[systemd-devel] [PATCH 3/4] core: support Distribute=n to distribute to n SO_REUSEPORT workers

Zbigniew Jędrzejewski-Szmek zbyszek at in.waw.pl
Sun Nov 17 14:23:09 PST 2013


On Sat, Nov 16, 2013 at 01:18:14PM -0800, Shawn Landden wrote:
> v3: make each worker its own service
> v4: be less intrusive
> v5: misc fixups
> ---
>  TODO                                  |   3 -
>  man/systemd.socket.xml                |  11 ++++
>  src/core/dbus-socket.c                |   2 +
>  src/core/load-fragment-gperf.gperf.m4 |   1 +
>  src/core/service.c                    |   7 +-
>  src/core/service.h                    |   1 -
>  src/core/socket.c                     | 119 +++++++++++++++++++---------------
>  src/core/socket.h                     |   4 ++
>  8 files changed, 89 insertions(+), 59 deletions(-)
> 
> diff --git a/TODO b/TODO
> index efc7e2a..6067efb 100644
> --- a/TODO
> +++ b/TODO
> @@ -80,8 +80,6 @@ Features:
>  
>  * rfkill,backlight: we probably should run the load tools inside of the udev rules so that the state is properly initialized by the time other software sees it
>  
> -* Add a new Distribute=$NUMBER key to socket units that makes use of SO_REUSEPORT to distribute network traffic on $NUMBER instances
> -
>  * tmpfiles: when applying ownership to /run/log/journal, also do this for the journal fails contained in it
>  
>  * we probably should replace the left-over uses of strv_append() and replace them by strv_push() or strv_extend()
> @@ -259,7 +257,6 @@ Features:
>  * teach ConditionKernelCommandLine= globs or regexes (in order to match foobar={no,0,off})
>  
>  * Support SO_REUSEPORT with socket activation:
> -  - Let systemd maintain a pool of servers.
>    - Use for seamless upgrades, by running the new server before stopping the
>      old.
>  
> diff --git a/man/systemd.socket.xml b/man/systemd.socket.xml
> index 7c10c58..4a2189b 100644
> --- a/man/systemd.socket.xml
> +++ b/man/systemd.socket.xml
> @@ -519,6 +519,17 @@
>                          </varlistentry>
>  
>                          <varlistentry>
> +                                <term><varname>Distribute=</varname></term>
> +                                <listitem><para>Takes an integer
> +                                value.
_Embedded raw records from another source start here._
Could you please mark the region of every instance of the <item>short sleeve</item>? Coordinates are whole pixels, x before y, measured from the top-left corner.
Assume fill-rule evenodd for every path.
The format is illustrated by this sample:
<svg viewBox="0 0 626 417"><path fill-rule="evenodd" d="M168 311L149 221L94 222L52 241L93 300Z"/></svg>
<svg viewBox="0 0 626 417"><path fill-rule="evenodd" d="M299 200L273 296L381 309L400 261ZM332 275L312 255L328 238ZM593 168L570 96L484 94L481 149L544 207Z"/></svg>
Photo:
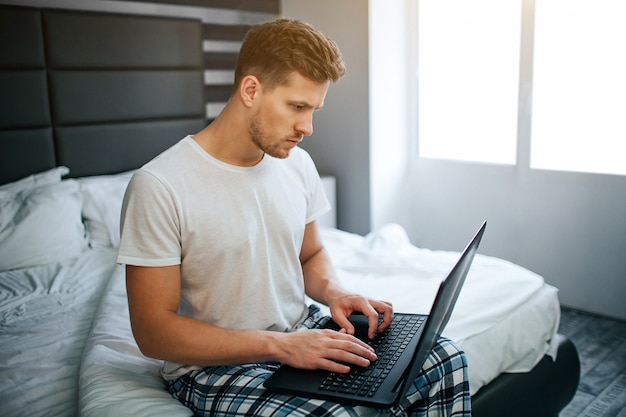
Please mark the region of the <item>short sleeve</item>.
<svg viewBox="0 0 626 417"><path fill-rule="evenodd" d="M137 171L126 190L120 220L117 262L137 266L181 263L179 204L151 173Z"/></svg>

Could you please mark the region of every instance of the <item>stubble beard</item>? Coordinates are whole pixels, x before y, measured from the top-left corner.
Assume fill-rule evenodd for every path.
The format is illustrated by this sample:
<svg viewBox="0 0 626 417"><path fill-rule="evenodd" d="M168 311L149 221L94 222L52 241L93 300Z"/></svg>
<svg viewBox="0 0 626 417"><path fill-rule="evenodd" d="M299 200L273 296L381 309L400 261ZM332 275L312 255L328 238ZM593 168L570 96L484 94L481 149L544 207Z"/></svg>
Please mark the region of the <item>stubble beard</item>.
<svg viewBox="0 0 626 417"><path fill-rule="evenodd" d="M273 141L267 135L267 129L264 129L261 117L257 113L250 123L250 139L259 149L274 158L285 159L289 156L291 149L281 146L283 141Z"/></svg>

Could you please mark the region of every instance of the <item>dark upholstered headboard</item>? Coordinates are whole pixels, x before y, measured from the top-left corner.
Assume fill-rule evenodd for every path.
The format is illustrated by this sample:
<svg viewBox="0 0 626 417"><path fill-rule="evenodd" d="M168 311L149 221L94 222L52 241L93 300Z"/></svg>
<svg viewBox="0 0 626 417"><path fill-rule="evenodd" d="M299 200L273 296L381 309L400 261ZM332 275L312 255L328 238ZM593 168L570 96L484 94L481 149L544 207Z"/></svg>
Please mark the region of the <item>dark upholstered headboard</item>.
<svg viewBox="0 0 626 417"><path fill-rule="evenodd" d="M205 116L199 20L0 7L0 184L137 168Z"/></svg>

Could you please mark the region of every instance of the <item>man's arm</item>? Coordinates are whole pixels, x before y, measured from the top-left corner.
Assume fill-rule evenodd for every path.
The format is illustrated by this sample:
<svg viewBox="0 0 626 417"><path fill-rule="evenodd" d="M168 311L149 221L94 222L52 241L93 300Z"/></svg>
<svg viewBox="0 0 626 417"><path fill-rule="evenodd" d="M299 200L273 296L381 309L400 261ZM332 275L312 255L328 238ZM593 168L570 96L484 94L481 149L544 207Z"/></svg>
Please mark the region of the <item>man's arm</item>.
<svg viewBox="0 0 626 417"><path fill-rule="evenodd" d="M133 335L149 357L198 366L279 361L304 369L348 372L338 362L368 366L372 350L330 330L281 333L231 330L177 313L180 267L126 267Z"/></svg>
<svg viewBox="0 0 626 417"><path fill-rule="evenodd" d="M348 320L353 312L360 312L367 316L368 336L372 339L377 332L389 327L393 317L391 303L356 295L341 287L315 222L307 224L304 231L300 262L307 295L326 304L330 308L335 323L347 333L354 334L354 327ZM380 325L378 324L379 314L383 314L383 321Z"/></svg>

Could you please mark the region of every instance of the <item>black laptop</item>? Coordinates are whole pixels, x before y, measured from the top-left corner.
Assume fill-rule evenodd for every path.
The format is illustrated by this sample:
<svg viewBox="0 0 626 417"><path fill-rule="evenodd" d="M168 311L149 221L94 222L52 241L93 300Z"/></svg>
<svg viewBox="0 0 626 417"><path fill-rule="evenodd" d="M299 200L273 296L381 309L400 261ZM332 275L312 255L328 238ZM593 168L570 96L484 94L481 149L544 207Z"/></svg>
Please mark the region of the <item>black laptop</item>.
<svg viewBox="0 0 626 417"><path fill-rule="evenodd" d="M353 367L348 374L338 374L282 365L265 382L265 387L286 394L348 405L376 408L397 405L420 373L424 361L448 323L486 226L484 222L441 282L430 314L394 313L389 328L374 340L367 337L367 318L361 314L350 316L356 336L372 345L376 351L378 359L369 367ZM339 330L332 321L328 327Z"/></svg>

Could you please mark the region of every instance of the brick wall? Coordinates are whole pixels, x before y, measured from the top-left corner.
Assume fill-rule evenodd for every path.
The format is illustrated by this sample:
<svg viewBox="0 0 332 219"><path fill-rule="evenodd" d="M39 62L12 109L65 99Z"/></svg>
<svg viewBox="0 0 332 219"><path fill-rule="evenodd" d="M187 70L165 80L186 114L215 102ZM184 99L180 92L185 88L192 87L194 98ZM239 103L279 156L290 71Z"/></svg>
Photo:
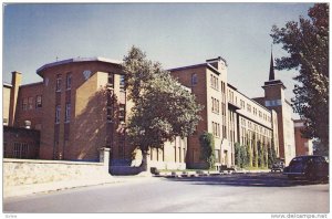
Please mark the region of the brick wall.
<svg viewBox="0 0 332 219"><path fill-rule="evenodd" d="M12 186L45 184L53 181L93 179L108 174L108 153L102 150L100 163L3 159L4 190Z"/></svg>
<svg viewBox="0 0 332 219"><path fill-rule="evenodd" d="M39 148L39 131L3 126L3 157L35 159Z"/></svg>

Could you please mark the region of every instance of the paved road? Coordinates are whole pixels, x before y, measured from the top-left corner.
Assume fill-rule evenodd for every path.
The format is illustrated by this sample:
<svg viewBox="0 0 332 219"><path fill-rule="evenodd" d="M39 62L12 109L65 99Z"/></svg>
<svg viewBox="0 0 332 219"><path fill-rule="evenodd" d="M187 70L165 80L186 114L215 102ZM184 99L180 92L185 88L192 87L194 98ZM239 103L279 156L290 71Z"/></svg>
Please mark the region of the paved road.
<svg viewBox="0 0 332 219"><path fill-rule="evenodd" d="M141 178L3 200L4 212L329 212L329 184L280 174Z"/></svg>

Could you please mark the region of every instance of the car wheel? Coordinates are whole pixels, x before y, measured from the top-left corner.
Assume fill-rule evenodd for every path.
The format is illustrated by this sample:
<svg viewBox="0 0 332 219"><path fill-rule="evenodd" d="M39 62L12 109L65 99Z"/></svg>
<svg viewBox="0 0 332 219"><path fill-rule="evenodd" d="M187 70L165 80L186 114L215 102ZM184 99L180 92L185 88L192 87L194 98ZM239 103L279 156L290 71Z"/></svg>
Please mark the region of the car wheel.
<svg viewBox="0 0 332 219"><path fill-rule="evenodd" d="M290 180L295 179L295 177L294 177L294 176L291 176L291 175L288 175L287 177L288 177L288 179L290 179Z"/></svg>
<svg viewBox="0 0 332 219"><path fill-rule="evenodd" d="M308 170L305 173L305 178L310 181L313 181L315 179L315 174L312 170Z"/></svg>

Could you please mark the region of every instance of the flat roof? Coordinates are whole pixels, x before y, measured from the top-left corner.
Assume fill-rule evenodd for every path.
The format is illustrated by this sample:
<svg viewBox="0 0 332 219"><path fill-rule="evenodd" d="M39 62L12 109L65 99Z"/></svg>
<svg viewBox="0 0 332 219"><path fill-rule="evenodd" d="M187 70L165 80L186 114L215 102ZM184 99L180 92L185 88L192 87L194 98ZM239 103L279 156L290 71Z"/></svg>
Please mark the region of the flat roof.
<svg viewBox="0 0 332 219"><path fill-rule="evenodd" d="M268 107L266 107L264 105L261 105L260 103L258 103L257 101L255 101L253 98L248 97L246 94L243 94L242 92L239 92L239 90L237 87L235 87L234 85L227 83L227 85L229 87L231 87L232 90L235 90L236 92L238 92L239 94L241 94L242 96L245 96L246 98L250 100L251 102L253 102L255 104L259 105L260 107L262 107L266 111L272 112L271 109L269 109ZM261 98L261 97L258 97Z"/></svg>
<svg viewBox="0 0 332 219"><path fill-rule="evenodd" d="M49 67L52 67L52 66L56 66L56 65L62 65L62 64L68 64L68 63L73 63L73 62L93 62L93 61L106 62L106 63L111 63L111 64L122 64L122 61L111 60L111 59L101 58L101 56L95 56L95 58L73 58L73 59L69 59L69 60L62 60L62 61L56 61L56 62L51 62L51 63L44 64L44 65L42 65L41 67L39 67L37 70L37 74L40 75L40 73L42 71L44 71L45 69L49 69Z"/></svg>
<svg viewBox="0 0 332 219"><path fill-rule="evenodd" d="M208 69L211 70L212 72L215 72L215 73L217 73L217 74L221 74L221 72L219 72L216 67L214 67L214 66L210 65L209 63L201 63L201 64L194 64L194 65L187 65L187 66L174 67L174 69L168 69L167 71L169 71L169 72L173 72L173 71L181 71L181 70L196 69L196 67L200 67L200 66L208 67Z"/></svg>

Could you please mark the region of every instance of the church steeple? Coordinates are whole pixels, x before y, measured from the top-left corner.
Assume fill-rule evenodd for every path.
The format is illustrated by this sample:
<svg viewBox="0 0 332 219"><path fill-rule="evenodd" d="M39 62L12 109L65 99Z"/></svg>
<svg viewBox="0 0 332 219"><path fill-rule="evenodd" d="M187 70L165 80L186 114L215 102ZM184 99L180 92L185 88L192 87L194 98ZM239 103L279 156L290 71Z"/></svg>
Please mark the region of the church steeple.
<svg viewBox="0 0 332 219"><path fill-rule="evenodd" d="M274 80L274 64L273 64L273 54L272 54L272 49L271 49L271 62L270 62L270 75L269 75L269 81Z"/></svg>

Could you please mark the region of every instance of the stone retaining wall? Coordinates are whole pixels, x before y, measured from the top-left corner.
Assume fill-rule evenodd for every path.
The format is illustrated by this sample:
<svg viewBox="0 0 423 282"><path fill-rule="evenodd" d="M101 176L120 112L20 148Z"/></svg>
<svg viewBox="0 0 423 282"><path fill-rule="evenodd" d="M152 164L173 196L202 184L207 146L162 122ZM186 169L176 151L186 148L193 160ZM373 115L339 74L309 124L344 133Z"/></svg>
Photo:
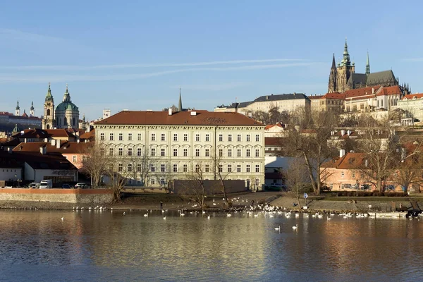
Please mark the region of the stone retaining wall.
<svg viewBox="0 0 423 282"><path fill-rule="evenodd" d="M108 204L113 201L113 191L110 189L1 188L0 200Z"/></svg>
Systemd will spawn
> +                                given number of instances of service each
> +                                listening to the same socket. Default is 0.
"0" sounds scary here - technically true, but it suggests that unless
this is set, no isntances will be spawned. Also, it will not be the *same*
socket, if reuseport is set. Maybe

  Takes an integer value. If positive, systemd
  will spawn that many instances of the service,
  all listening on the same port. In this case the triggered service
  must be a template unit (name ending in <literal>@.service</literal>).
  If zero (the default), just one, non-instantiated service will be triggered.
  

> +                                Setting this requires corresponding service to
> +                                be an instansiated service (name ends with <literal>@.service</literal>).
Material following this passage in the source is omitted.